My friend Phil pointed me towards a story of astonishing magnitude that, amid all the hurly-burly of stock market plunges and ex-Beatles divorces, seems to have slipped through the general consciousness: an experiment scheduled for this summer at CERN – the particle accelerator in Switzerland – will attempt to send an atom several thousand years into the future, in the first steps towards time-travel (story here). I’m not quite sure how they will verify that the experiment has succeeded, bar waiting around for a few millennia to catch up with their atom, but it opens up exciting possibilities.

According to the Daily Telegraph: "The debut in early summer could provide a landmark because travelling into the past is only possible - if it is possible at all - as far back as the point of creation of the first time machine." In other words, if this experiment does, ultimately, lead to the creation of a working time machine in the future, the resultant time travellers could be amongst us as soon as July.

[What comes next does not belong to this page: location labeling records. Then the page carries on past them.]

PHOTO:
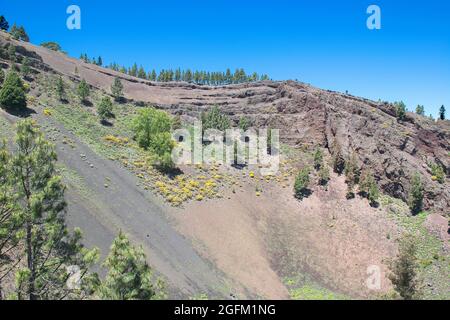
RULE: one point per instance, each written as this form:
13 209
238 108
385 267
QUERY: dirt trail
101 211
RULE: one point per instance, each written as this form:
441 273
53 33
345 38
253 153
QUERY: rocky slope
305 115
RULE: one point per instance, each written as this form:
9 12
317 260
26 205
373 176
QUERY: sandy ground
101 212
258 240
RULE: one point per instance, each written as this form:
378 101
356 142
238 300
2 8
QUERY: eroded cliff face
393 149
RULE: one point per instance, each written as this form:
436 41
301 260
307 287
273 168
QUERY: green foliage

So if you catch sight of a DeLorean leaving fiery-tracks in the road, it might not be the local joy-riders earning their next ASBOs. (And if you don’t understand that reference, the only time-machine you need is a beta-max video to take you back to 1985, when time-travelling was just about the coolest mischief a kid could get up to.)

1 comment:

Phil Woodford said...

One popular theme in science fiction is the creation of some kind of temporal police force that seeks out anomalies and seeks to correct them. If such a body exists at any point in the future, one can only assume that they will have a particular interest in preventing the CERN experiment, which threatens the laws of causality and a rupture in the space-time continuum. I wonder if we'll find that the experiment never works because of continual sabotage by timecops?